Fuzzy Searching

A fuzzy search can locate all occurrences of a word, together with all other words that are "close" in spelling to the original word. You specify the degree of closeness to the original word. ZyLAB's fuzzy search is optimized for OCR-errors, misspellings and spelling variations in names that are derived from a non-roman script (such as Cyrillic, Arabic, Farsi, Hindi, Hebrew, Chinese or Japanese)

One main advantage of the ZyLAB fuzzy algorithms is that , the ZyIMAGE fuzzy search is language and application independent and does not need to be trained. ZyLAB's fuzzy search keeps a excellent precision, even at high fuzzy degrees and performs almost just as well with large datasets as with smaller datasets.

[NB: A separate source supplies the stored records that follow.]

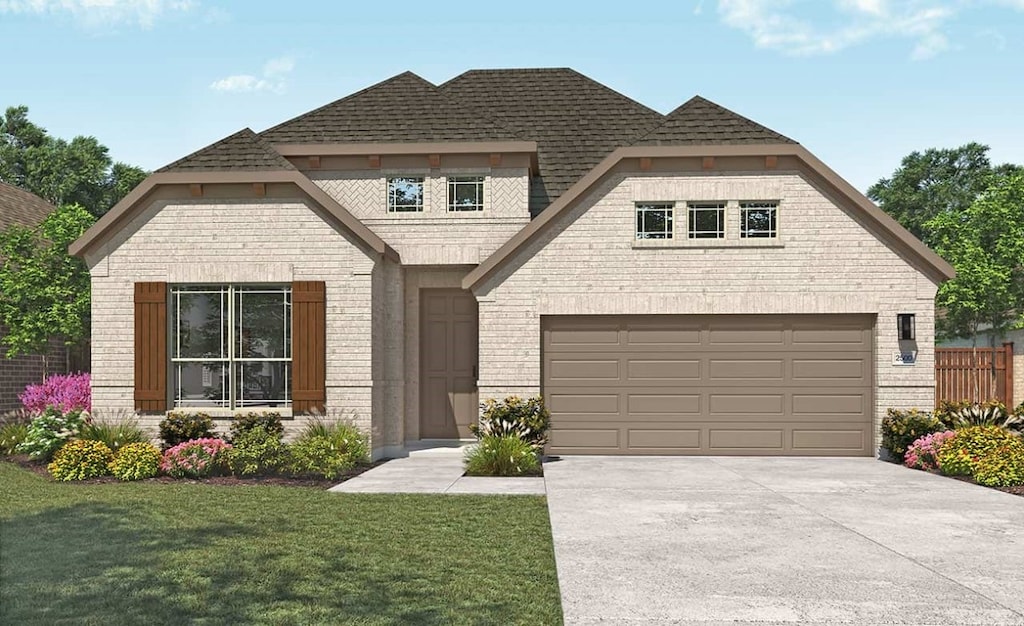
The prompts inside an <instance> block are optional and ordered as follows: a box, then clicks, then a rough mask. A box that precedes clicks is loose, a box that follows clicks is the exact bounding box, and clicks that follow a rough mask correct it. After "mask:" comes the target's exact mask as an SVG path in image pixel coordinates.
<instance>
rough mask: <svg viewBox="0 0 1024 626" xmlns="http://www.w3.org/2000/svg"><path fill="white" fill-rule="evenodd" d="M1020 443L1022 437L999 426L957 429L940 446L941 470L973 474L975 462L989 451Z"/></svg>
mask: <svg viewBox="0 0 1024 626" xmlns="http://www.w3.org/2000/svg"><path fill="white" fill-rule="evenodd" d="M1015 443H1018V444H1019V443H1020V437H1018V436H1017V435H1016V434H1013V433H1011V432H1008V431H1007V430H1004V429H1002V428H999V427H998V426H969V427H967V428H962V429H959V430H957V431H956V436H954V437H952V439H950V440H949V441H947V442H946V443H945V444H943V445H942V447H941V448H939V456H938V461H939V471H941V472H942V473H944V474H949V475H954V476H971V475H974V473H975V464H976V463H977V462H978V461H979V460H980V459H981V458H982V457H984V456H985V455H987V454H988V453H990V452H992V451H994V450H997V449H999V448H1002V447H1004V446H1008V445H1009V446H1013V445H1014V444H1015Z"/></svg>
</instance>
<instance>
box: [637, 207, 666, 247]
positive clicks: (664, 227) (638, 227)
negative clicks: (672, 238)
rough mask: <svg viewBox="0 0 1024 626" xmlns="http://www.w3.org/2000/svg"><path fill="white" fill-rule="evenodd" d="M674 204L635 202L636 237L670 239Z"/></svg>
mask: <svg viewBox="0 0 1024 626" xmlns="http://www.w3.org/2000/svg"><path fill="white" fill-rule="evenodd" d="M673 209H674V205H673V204H671V203H669V204H637V239H672V212H673Z"/></svg>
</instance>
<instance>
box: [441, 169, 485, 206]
mask: <svg viewBox="0 0 1024 626" xmlns="http://www.w3.org/2000/svg"><path fill="white" fill-rule="evenodd" d="M482 210H483V176H449V211H482Z"/></svg>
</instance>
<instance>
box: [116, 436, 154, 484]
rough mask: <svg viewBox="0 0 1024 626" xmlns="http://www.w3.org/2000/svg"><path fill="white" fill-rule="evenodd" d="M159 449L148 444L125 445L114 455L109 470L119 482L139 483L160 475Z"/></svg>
mask: <svg viewBox="0 0 1024 626" xmlns="http://www.w3.org/2000/svg"><path fill="white" fill-rule="evenodd" d="M160 459H161V455H160V449H159V448H157V447H156V446H154V445H153V444H151V443H148V442H135V443H131V444H125V445H124V446H122V447H121V450H119V451H118V452H117V453H116V454H115V455H114V460H113V461H111V465H110V469H111V473H112V474H114V475H115V476H116V477H117V478H118V479H119V481H140V479H142V478H152V477H153V476H155V475H157V474H158V473H160Z"/></svg>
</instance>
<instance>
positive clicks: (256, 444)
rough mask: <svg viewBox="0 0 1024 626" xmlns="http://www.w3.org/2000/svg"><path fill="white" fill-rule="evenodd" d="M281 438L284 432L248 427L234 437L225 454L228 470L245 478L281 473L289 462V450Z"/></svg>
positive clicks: (265, 428)
mask: <svg viewBox="0 0 1024 626" xmlns="http://www.w3.org/2000/svg"><path fill="white" fill-rule="evenodd" d="M281 436H282V431H272V430H268V429H267V428H266V427H265V426H264V425H263V424H256V425H254V426H249V427H247V428H246V429H245V430H243V431H241V432H240V433H238V434H236V435H234V441H233V444H232V447H231V449H230V450H228V451H227V452H226V453H225V455H226V456H225V457H224V458H225V462H226V463H227V468H228V469H229V470H230V471H231V473H233V474H237V475H243V476H247V475H255V474H267V473H276V472H279V471H281V470H282V469H283V468H284V467H286V466H287V465H288V462H289V449H288V446H286V445H285V444H284V443H283V442H282V441H281Z"/></svg>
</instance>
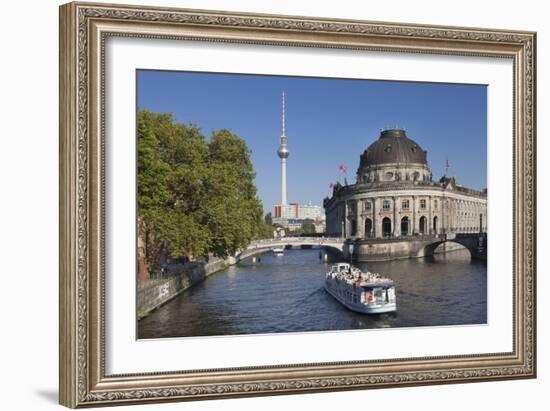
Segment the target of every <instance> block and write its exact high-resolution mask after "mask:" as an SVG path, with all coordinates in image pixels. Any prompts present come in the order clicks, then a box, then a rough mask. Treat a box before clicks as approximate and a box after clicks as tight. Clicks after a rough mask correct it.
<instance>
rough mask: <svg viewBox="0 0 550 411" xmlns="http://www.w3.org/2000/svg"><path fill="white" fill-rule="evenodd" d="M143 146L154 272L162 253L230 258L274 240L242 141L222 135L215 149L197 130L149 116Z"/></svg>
mask: <svg viewBox="0 0 550 411" xmlns="http://www.w3.org/2000/svg"><path fill="white" fill-rule="evenodd" d="M137 145H138V219H139V222H140V224H139V226H140V231H139V235H140V236H142V237H145V239H144V241H142V242H143V243H145V244H146V246H145V254H146V260H147V263H148V264H149V266H150V267H153V268H154V267H155V265H156V264H157V263H158V259H159V255H160V252H161V251H162V250H168V251H169V252H170V253H171V254H172V255H174V256H181V255H186V256H190V257H208V255H210V254H213V255H215V256H219V257H226V256H228V255H231V254H233V253H235V252H236V251H237V250H238V249H240V248H243V247H246V246H247V245H248V244H249V243H250V241H251V240H252V239H253V238H258V237H261V236H263V235H265V234H266V231H267V230H266V224H264V221H262V216H263V208H262V204H261V202H260V200H259V199H258V197H257V190H256V186H255V185H254V178H255V173H254V168H253V165H252V161H251V160H250V150H249V149H248V147H247V145H246V143H245V142H244V141H243V140H242V139H241V138H240V137H238V136H236V135H235V134H233V133H231V132H230V131H228V130H225V129H222V130H219V131H217V132H214V133H213V134H212V137H211V139H210V141H207V140H206V139H205V138H204V136H203V135H202V133H201V131H200V129H199V128H198V127H196V126H194V125H193V124H188V125H184V124H177V123H175V122H174V120H173V118H172V116H171V115H170V114H163V113H152V112H149V111H147V110H144V111H140V112H139V113H138V143H137ZM269 231H271V228H269ZM140 261H141V259H140Z"/></svg>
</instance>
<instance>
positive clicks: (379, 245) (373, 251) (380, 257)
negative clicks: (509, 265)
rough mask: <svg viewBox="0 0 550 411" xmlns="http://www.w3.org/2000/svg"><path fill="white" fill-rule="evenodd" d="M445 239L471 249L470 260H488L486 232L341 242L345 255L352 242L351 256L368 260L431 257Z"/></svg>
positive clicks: (467, 248) (360, 240)
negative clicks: (477, 259)
mask: <svg viewBox="0 0 550 411" xmlns="http://www.w3.org/2000/svg"><path fill="white" fill-rule="evenodd" d="M445 242H453V243H457V244H460V245H462V246H463V247H465V248H466V249H467V250H468V251H469V252H470V255H471V257H472V259H479V260H486V259H487V234H486V233H446V234H433V235H415V236H399V237H389V238H365V239H357V240H348V241H347V242H346V244H345V245H344V258H346V259H347V258H349V257H350V253H349V252H350V248H349V246H350V245H351V244H354V249H353V259H354V260H355V261H365V262H367V261H380V260H392V259H396V258H418V257H427V256H431V255H433V254H434V252H435V250H436V248H437V247H439V246H440V245H441V244H443V243H445Z"/></svg>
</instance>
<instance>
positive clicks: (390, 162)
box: [323, 129, 487, 261]
mask: <svg viewBox="0 0 550 411" xmlns="http://www.w3.org/2000/svg"><path fill="white" fill-rule="evenodd" d="M356 181H357V182H356V184H352V185H345V186H342V185H340V184H337V185H336V186H335V187H334V189H333V193H332V197H331V198H328V197H327V198H325V200H324V203H323V205H324V208H325V213H326V233H327V236H332V237H342V238H345V239H347V240H348V243H351V242H353V243H354V245H355V247H354V248H355V251H354V252H353V254H354V257H355V256H356V257H357V258H358V259H359V260H363V261H368V260H369V259H388V258H400V257H402V258H403V257H418V256H422V255H428V252H427V251H426V250H427V248H426V247H425V244H428V243H430V244H433V245H434V246H433V247H432V248H431V249H430V251H429V253H433V252H434V251H435V248H436V247H437V246H438V245H440V244H442V243H443V241H444V240H449V241H451V240H450V239H454V238H461V239H464V238H465V239H468V238H470V237H471V238H476V237H479V236H480V235H481V234H482V233H485V232H486V229H487V191H486V190H484V191H477V190H472V189H468V188H465V187H462V186H460V185H459V184H457V182H456V180H455V178H454V177H447V176H444V177H442V178H441V179H440V180H437V181H434V180H433V179H432V173H431V171H430V168H429V166H428V161H427V152H426V151H425V150H423V149H422V148H421V147H420V146H419V145H418V144H417V143H416V142H415V141H413V140H411V139H409V138H408V137H407V134H406V132H405V130H403V129H389V130H383V131H382V132H381V134H380V138H379V139H378V140H376V141H375V142H374V143H373V144H371V145H370V146H369V147H368V148H367V149H366V150H365V151H364V152H363V154H362V155H361V156H360V162H359V167H358V169H357V180H356ZM456 242H460V241H456ZM445 244H446V247H447V244H448V247H449V251H450V250H451V249H456V248H457V247H458V248H462V247H461V246H456V245H453V246H451V244H449V243H445ZM370 257H372V258H370Z"/></svg>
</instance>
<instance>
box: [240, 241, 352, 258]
mask: <svg viewBox="0 0 550 411" xmlns="http://www.w3.org/2000/svg"><path fill="white" fill-rule="evenodd" d="M287 246H292V247H301V246H311V247H314V246H315V247H323V248H325V249H327V251H332V252H333V253H336V254H337V255H339V256H342V255H343V251H344V239H342V238H335V237H281V238H269V239H265V240H256V241H252V242H251V243H250V245H249V246H248V247H247V248H246V249H244V250H242V251H240V252H239V253H237V255H235V259H236V260H237V262H239V261H242V260H244V259H246V258H250V257H253V256H256V255H259V254H263V253H265V252H267V251H270V250H272V249H273V248H285V247H287Z"/></svg>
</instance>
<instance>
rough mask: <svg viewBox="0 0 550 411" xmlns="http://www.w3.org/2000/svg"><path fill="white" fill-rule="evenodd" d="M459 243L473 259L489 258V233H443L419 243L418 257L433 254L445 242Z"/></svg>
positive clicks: (418, 249)
mask: <svg viewBox="0 0 550 411" xmlns="http://www.w3.org/2000/svg"><path fill="white" fill-rule="evenodd" d="M448 241H450V242H453V243H458V244H460V245H462V246H464V247H465V248H466V249H468V251H470V255H471V257H472V258H473V259H478V260H486V259H487V233H464V234H461V233H456V234H454V233H453V234H451V233H449V234H441V235H438V236H436V237H435V238H434V239H432V240H429V241H428V242H427V244H426V243H424V242H423V243H421V244H419V247H418V253H417V256H418V257H424V256H429V255H433V253H434V251H435V249H436V248H437V247H439V246H440V245H441V244H443V243H445V242H448Z"/></svg>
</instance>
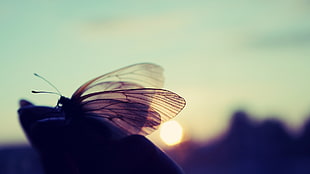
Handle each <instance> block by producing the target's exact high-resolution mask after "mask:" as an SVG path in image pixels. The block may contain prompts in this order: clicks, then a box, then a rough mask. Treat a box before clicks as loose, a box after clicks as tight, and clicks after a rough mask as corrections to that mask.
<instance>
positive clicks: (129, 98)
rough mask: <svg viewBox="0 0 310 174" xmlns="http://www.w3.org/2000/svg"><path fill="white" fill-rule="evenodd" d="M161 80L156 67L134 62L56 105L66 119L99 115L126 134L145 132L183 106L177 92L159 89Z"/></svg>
mask: <svg viewBox="0 0 310 174" xmlns="http://www.w3.org/2000/svg"><path fill="white" fill-rule="evenodd" d="M163 79H164V78H163V69H162V68H161V67H160V66H158V65H155V64H151V63H141V64H134V65H131V66H127V67H124V68H121V69H118V70H115V71H113V72H110V73H107V74H104V75H101V76H99V77H97V78H94V79H92V80H90V81H88V82H86V83H85V84H83V85H82V86H81V87H80V88H78V89H77V90H76V91H75V92H74V94H73V95H72V97H71V98H70V99H69V98H66V97H64V96H61V97H60V99H59V101H58V106H59V107H60V108H61V110H63V111H64V113H65V117H66V119H71V118H74V117H101V118H104V119H106V120H108V122H109V123H111V124H112V125H114V126H116V127H118V128H120V129H121V130H122V131H124V132H125V133H126V134H128V135H131V134H140V135H148V134H150V133H151V132H153V131H154V130H156V129H157V128H158V127H159V125H160V124H161V123H162V122H165V121H167V120H169V119H171V118H173V117H175V116H176V115H177V114H178V113H179V112H180V111H181V110H182V109H183V107H184V106H185V100H184V99H183V98H182V97H180V96H179V95H178V94H176V93H173V92H171V91H168V90H166V89H160V88H162V87H163V81H164V80H163ZM34 92H35V91H34ZM35 93H36V92H35Z"/></svg>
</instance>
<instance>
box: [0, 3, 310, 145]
mask: <svg viewBox="0 0 310 174" xmlns="http://www.w3.org/2000/svg"><path fill="white" fill-rule="evenodd" d="M309 18H310V1H308V0H281V1H280V0H270V1H258V0H251V1H245V0H234V1H231V0H216V1H215V0H208V1H198V0H197V1H195V0H191V1H186V0H178V1H176V0H168V1H167V0H165V1H163V0H156V1H153V0H150V1H141V0H130V1H126V0H124V1H96V0H89V1H72V0H66V1H59V0H54V1H49V0H28V1H19V0H13V1H6V0H0V38H1V39H0V61H1V62H0V80H1V89H2V92H1V94H0V95H1V100H0V104H1V106H2V109H1V111H0V115H1V116H0V144H2V143H14V142H26V139H25V136H24V134H23V132H22V130H21V127H20V125H19V122H18V117H17V112H16V111H17V109H18V101H19V100H20V99H22V98H23V99H28V100H30V101H32V102H33V103H35V104H38V105H48V106H55V105H56V103H57V100H58V97H57V96H53V95H42V94H41V95H34V94H32V93H31V90H36V89H39V90H52V89H51V87H50V86H49V85H48V84H46V83H45V82H43V81H42V80H40V79H38V78H36V77H35V76H33V73H34V72H36V73H39V74H40V75H42V76H44V77H45V78H47V79H48V80H49V81H51V82H52V83H53V84H54V85H55V86H57V88H58V89H59V90H60V91H61V92H62V94H64V95H65V96H71V95H72V94H73V92H74V91H75V90H76V89H77V88H78V87H79V86H80V85H82V84H83V83H84V82H86V81H88V80H90V79H92V78H94V77H96V76H99V75H102V74H105V73H107V72H110V71H113V70H115V69H118V68H121V67H124V66H127V65H131V64H135V63H141V62H152V63H155V64H158V65H161V66H162V67H163V68H164V69H165V88H166V89H169V90H171V91H174V92H176V93H178V94H179V95H181V96H183V97H184V98H185V99H186V101H187V105H186V107H185V109H184V110H183V111H182V112H181V113H180V114H179V115H178V116H177V117H176V118H175V119H176V120H177V121H179V122H180V123H181V124H182V126H183V127H184V130H185V134H186V136H187V137H189V138H191V139H195V140H208V139H212V138H213V137H214V136H216V135H218V134H220V133H221V132H223V131H224V130H225V129H226V127H227V125H228V124H229V119H230V116H231V114H232V113H233V112H234V111H236V110H238V109H244V110H246V111H247V112H249V113H250V114H252V115H253V116H254V117H255V118H256V119H258V120H261V119H264V118H270V117H274V118H279V119H281V120H284V121H285V122H286V124H287V126H288V127H290V128H294V127H298V126H300V125H302V123H303V121H304V120H305V119H306V118H307V116H309V114H310V95H309V89H310V80H309V75H310V68H309V65H310V21H309ZM157 135H158V133H157V132H156V133H155V135H154V136H157ZM154 139H156V137H155V138H154Z"/></svg>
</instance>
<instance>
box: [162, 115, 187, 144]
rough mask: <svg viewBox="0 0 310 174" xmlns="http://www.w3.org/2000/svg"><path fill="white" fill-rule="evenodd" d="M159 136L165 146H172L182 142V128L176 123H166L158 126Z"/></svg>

Even when the first character of a word is different from a query word, ZyLAB's fuzzy search will pick up the word.

Examples of Fuzzy

Think of fuzzy search in terms of how similar one word is to another. To change one word into another, you can add, delete and replace single characters. A single degree is one change of one character. For example:

- To change "commuter" into "computer" requires one replacement: the second "m" with "p." One degree.
- To change "computw" into "computer" requires one replacement and one addition: replace "w" with "e"and add "r." Two degrees.
- To change "coinputer" into "computer" requires one replacement and one deletion: replace "i" with "m,"and delete "n." Two degrees.

The higher the degree, the greater the margin of error; the lower the degree, the less leeway is allowed in matching a search term with words in your files.

Degree of Fuzzy

Standard, the degree of fuzzy ranges from 1 to 4 by default. We recommend that you set the degree to 2 for searching normal text. This provides for mistakes that occur in scanned text because of broken and joined characters. If you need to search for long words, set the degree to 3 or 4.

An additional constraint takes into account the length of the word you are searching for, to prevent the retrieval of too many irrelevant shorter words. This constraint limits the degree for a specific word to be the lesser of the fuzzy degree settings and 0.5 times the word's length. For example if you set the fuzzy degree to 4 and the search term is six characters long, the actual degree of fuzzy will be 0.5 X 6 = 3 rather than 4.

In combination with progressive search, you can run a first search with a fuzzy degree of 2 and then limit this result set with an additional part of the query without fuzzy. This allows you to overcome the problem of the retrieval "too much noise".

Progressive Search

Progressive Search is one of the ways ZyFIND provides to execute a "search within a search once." The Progressive Search checkbox, located at the left of the Search Statement text box. Check Progressive Search if you want to restrict the next search to the set of files retrieved in the immediately preceding search. You can only carry out a progressive search once per query. In all other respects than those listed above, progressive search behaves as an unrestricted search.

Although Progressive Search remains enabled until you turn it off, a search with no results resets this mechanism, so that the next search again applies to the entire index.